A PERFECT CIRCLE
«Eat The Elephant»
[BMG]
É fácil cair na armadilha que a elevação de expectativas nos cria. Por muito que nos convençamos que teremos a receptividade e a mente adequadamente aberta para ouvir o que uma banda fez após catorze anos de silêncio (contando com «Emotive» que, não sendo um disco de originais, é um atestado de criatividade deste colectivo), a verdade é que queremos voltar a uma zona de conforto e ao aconchego de emoções que «Mer De Noms» e «Thirteenth Step» nos causam. É um sentimento humano, e a resistência à mudança acaba por funcionar como uma autodefesa perante o desconhecido. Mas se há uma área de actividade em que devemos deixar cair essas defesas é na Arte. O risco é mínimo, pois os trabalhos anteriores continuam ao nosso dispor para serem desfrutados, e o que podemos ganhar é algo a que não nos podemos dar ao luxo de deixar passar.
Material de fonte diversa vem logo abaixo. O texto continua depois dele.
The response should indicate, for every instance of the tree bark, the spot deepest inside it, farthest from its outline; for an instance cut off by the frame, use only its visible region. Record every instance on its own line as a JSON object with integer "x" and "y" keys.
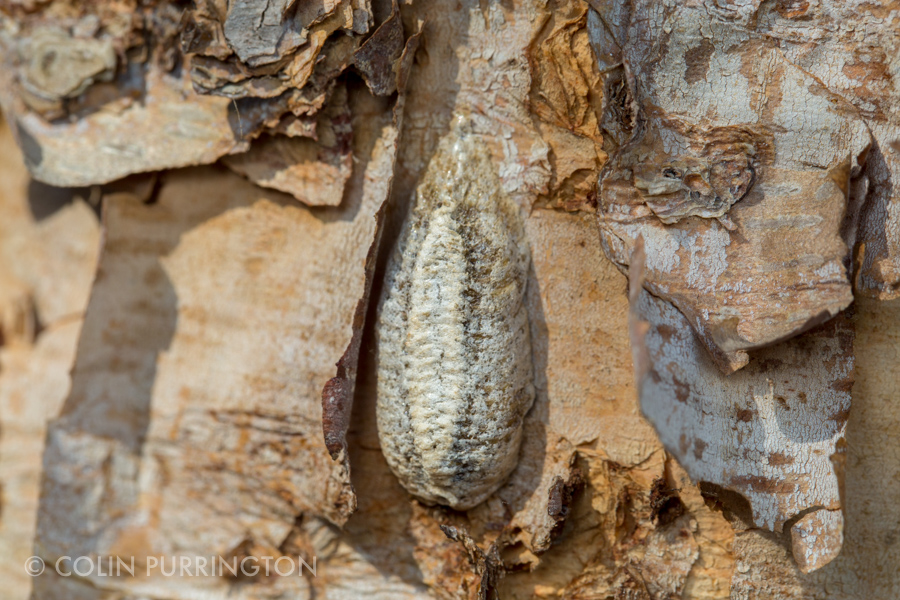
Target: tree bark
{"x": 197, "y": 206}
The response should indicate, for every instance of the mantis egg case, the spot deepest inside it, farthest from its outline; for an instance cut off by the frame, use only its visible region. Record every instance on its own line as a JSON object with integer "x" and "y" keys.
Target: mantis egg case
{"x": 454, "y": 361}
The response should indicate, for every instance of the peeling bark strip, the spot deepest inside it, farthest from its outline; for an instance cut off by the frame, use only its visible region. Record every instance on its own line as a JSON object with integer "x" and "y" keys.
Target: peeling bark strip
{"x": 453, "y": 340}
{"x": 766, "y": 432}
{"x": 732, "y": 163}
{"x": 337, "y": 395}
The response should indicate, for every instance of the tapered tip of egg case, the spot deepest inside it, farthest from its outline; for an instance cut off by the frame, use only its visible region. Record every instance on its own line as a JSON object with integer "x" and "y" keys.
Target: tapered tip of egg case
{"x": 454, "y": 360}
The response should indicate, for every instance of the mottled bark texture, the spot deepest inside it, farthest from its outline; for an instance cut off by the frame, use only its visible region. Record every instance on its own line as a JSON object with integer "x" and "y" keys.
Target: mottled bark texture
{"x": 176, "y": 362}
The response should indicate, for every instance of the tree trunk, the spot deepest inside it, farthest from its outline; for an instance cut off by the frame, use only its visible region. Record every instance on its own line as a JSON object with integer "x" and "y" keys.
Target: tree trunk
{"x": 203, "y": 210}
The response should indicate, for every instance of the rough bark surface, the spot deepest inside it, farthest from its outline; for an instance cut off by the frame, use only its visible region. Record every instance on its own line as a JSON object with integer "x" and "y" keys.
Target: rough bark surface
{"x": 188, "y": 373}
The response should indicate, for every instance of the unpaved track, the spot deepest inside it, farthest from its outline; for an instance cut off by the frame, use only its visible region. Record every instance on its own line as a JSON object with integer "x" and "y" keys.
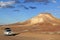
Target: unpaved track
{"x": 31, "y": 36}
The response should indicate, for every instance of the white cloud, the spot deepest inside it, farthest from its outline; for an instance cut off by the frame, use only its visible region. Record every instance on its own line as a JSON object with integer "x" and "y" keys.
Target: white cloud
{"x": 54, "y": 1}
{"x": 6, "y": 4}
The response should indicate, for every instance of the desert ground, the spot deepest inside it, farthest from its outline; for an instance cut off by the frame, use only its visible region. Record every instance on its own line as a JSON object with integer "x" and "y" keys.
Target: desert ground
{"x": 41, "y": 27}
{"x": 24, "y": 34}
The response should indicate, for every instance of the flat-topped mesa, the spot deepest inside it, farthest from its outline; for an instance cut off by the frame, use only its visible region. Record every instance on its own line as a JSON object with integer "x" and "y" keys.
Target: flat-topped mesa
{"x": 44, "y": 18}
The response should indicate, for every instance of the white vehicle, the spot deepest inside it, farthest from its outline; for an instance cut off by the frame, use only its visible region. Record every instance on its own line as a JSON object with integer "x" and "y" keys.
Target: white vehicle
{"x": 7, "y": 32}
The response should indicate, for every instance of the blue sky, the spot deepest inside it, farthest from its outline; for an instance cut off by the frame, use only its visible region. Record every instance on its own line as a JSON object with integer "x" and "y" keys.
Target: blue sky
{"x": 12, "y": 11}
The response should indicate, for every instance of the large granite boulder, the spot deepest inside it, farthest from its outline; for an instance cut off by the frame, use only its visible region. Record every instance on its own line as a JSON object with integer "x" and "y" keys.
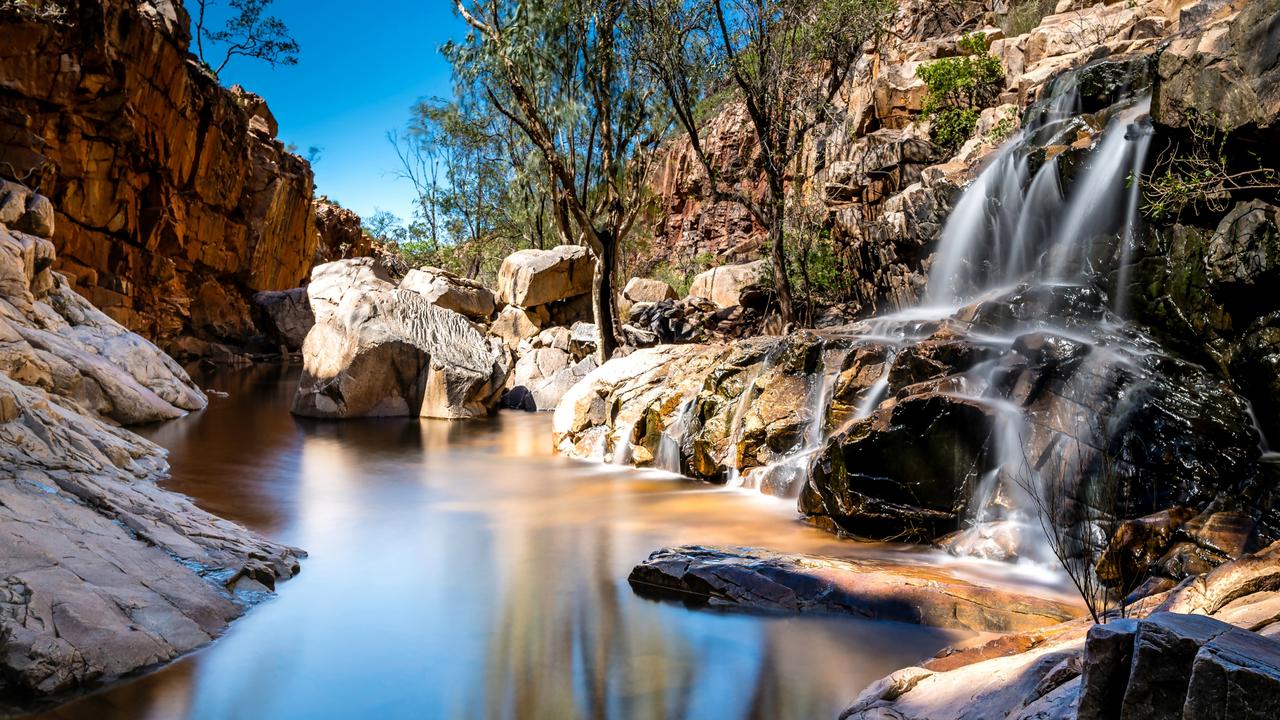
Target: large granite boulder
{"x": 758, "y": 579}
{"x": 104, "y": 573}
{"x": 452, "y": 292}
{"x": 538, "y": 277}
{"x": 379, "y": 350}
{"x": 723, "y": 285}
{"x": 284, "y": 317}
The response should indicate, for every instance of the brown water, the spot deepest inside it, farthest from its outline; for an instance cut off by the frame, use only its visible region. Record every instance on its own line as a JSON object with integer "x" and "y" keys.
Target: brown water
{"x": 462, "y": 570}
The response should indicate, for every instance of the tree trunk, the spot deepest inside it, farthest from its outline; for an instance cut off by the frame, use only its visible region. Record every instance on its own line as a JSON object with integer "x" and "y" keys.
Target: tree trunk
{"x": 602, "y": 297}
{"x": 778, "y": 255}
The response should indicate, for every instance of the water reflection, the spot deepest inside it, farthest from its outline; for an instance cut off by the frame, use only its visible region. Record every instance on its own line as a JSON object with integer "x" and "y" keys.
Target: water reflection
{"x": 462, "y": 570}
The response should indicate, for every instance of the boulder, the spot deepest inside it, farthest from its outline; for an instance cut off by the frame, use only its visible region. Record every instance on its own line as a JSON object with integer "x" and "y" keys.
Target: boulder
{"x": 757, "y": 579}
{"x": 723, "y": 286}
{"x": 515, "y": 324}
{"x": 284, "y": 317}
{"x": 378, "y": 350}
{"x": 451, "y": 292}
{"x": 104, "y": 572}
{"x": 1223, "y": 72}
{"x": 647, "y": 290}
{"x": 536, "y": 277}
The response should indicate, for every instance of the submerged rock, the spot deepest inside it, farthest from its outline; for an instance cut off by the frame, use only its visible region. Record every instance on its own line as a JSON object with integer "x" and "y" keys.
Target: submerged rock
{"x": 758, "y": 579}
{"x": 378, "y": 350}
{"x": 101, "y": 572}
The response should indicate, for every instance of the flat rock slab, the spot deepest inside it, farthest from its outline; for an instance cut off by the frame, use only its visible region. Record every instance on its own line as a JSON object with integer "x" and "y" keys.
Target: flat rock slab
{"x": 759, "y": 579}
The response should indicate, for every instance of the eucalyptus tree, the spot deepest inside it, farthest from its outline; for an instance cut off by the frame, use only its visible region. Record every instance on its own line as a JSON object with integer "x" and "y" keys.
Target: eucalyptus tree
{"x": 568, "y": 78}
{"x": 786, "y": 60}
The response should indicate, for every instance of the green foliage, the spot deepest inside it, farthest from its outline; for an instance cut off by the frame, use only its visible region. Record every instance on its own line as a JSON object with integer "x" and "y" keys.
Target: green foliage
{"x": 680, "y": 273}
{"x": 958, "y": 89}
{"x": 248, "y": 32}
{"x": 1198, "y": 173}
{"x": 1025, "y": 16}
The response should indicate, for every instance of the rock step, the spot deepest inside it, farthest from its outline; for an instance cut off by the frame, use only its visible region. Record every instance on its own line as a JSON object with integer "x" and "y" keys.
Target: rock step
{"x": 1174, "y": 665}
{"x": 759, "y": 579}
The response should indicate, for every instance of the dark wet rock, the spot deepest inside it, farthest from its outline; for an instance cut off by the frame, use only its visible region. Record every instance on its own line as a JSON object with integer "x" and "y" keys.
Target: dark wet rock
{"x": 1137, "y": 545}
{"x": 906, "y": 472}
{"x": 758, "y": 579}
{"x": 284, "y": 317}
{"x": 1107, "y": 655}
{"x": 1235, "y": 677}
{"x": 1224, "y": 71}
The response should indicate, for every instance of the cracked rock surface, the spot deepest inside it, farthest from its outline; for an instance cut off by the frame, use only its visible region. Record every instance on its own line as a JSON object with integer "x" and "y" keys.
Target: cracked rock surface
{"x": 101, "y": 572}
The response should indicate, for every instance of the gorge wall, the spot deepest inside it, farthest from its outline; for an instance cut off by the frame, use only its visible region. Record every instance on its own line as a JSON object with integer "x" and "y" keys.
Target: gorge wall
{"x": 176, "y": 203}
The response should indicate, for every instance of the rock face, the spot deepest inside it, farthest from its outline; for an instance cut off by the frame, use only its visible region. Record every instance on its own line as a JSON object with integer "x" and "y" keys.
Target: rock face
{"x": 380, "y": 350}
{"x": 104, "y": 573}
{"x": 755, "y": 579}
{"x": 174, "y": 200}
{"x": 725, "y": 285}
{"x": 284, "y": 317}
{"x": 1205, "y": 650}
{"x": 446, "y": 290}
{"x": 539, "y": 277}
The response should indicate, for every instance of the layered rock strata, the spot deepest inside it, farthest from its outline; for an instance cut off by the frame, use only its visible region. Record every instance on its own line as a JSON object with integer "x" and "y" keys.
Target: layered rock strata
{"x": 103, "y": 572}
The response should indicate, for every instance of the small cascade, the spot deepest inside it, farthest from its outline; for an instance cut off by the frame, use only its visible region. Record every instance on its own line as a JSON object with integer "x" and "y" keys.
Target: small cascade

Tudo isto para dizer que «Eat The Elephant», o terceiro álbum de originais de A Perfect Circle, representa uma mudança em relação aos anteriores. É uma mudança de aparência, pois o registo é mais contido e contemplativo, porém a sua essência mantém-se, ainda que despida do fulgor rock que premeia os anteriores, mas plena de pormenores que se vão revelando. As texturas e harmonias criadas, de uma beleza desarmante, os arranjos criteriosamente cuidados, a capacidade ímpar de Maynard James Keenan, não só de timbre como na criação de linhas vocais; todos esses ingredientes dos A Perfect Circle se mantêm, à excepção da dinâmica rítmica que Josh Freese lhes conferia. Porém, por ser um disco diferente na sua abordagem, não se nota tanto essa mudança. A maior preponderância do piano em detrimento da guitarra, a delicada fluidez das peças, como uma banda-sonora, evidencia os dotes composicionais de Billy Howerdel que, apesar da longa pausa editorial, continuaram a evoluir. Isso fica logo evidente no tema-título, que abre o disco, e em «Desillusioned» que lhe sucede, momento que pode remeter para «Thirteenth Step». Na verdade, é neste tema, em «Delicious» e em «The Doomed» que encontramos momentos de mais peso e que trazem maior dinâmica ao disco. Essa será uma das suas lacunas, pois as canções, embora diferentes entre si, têm uma atmosfera homogeneamente negra, com a excepção de «So Long, And Thanks For All The Fish» que é mais positiva. Como essa incursão por «The Hitchhiker’s Guide To The Galaxy» de Douglas Adams deixa antever, o humor encontra lugar nas trevas de «Eat The Elephant» e permite ver a luz no fundo. Liricamente, Maynard aborda temas como a alienação e a desconexão das pessoas, o materialismo e obsessão pela imagem e pelo supérfluo. Vocalmente, tem uma das melhores performances da sua carreira.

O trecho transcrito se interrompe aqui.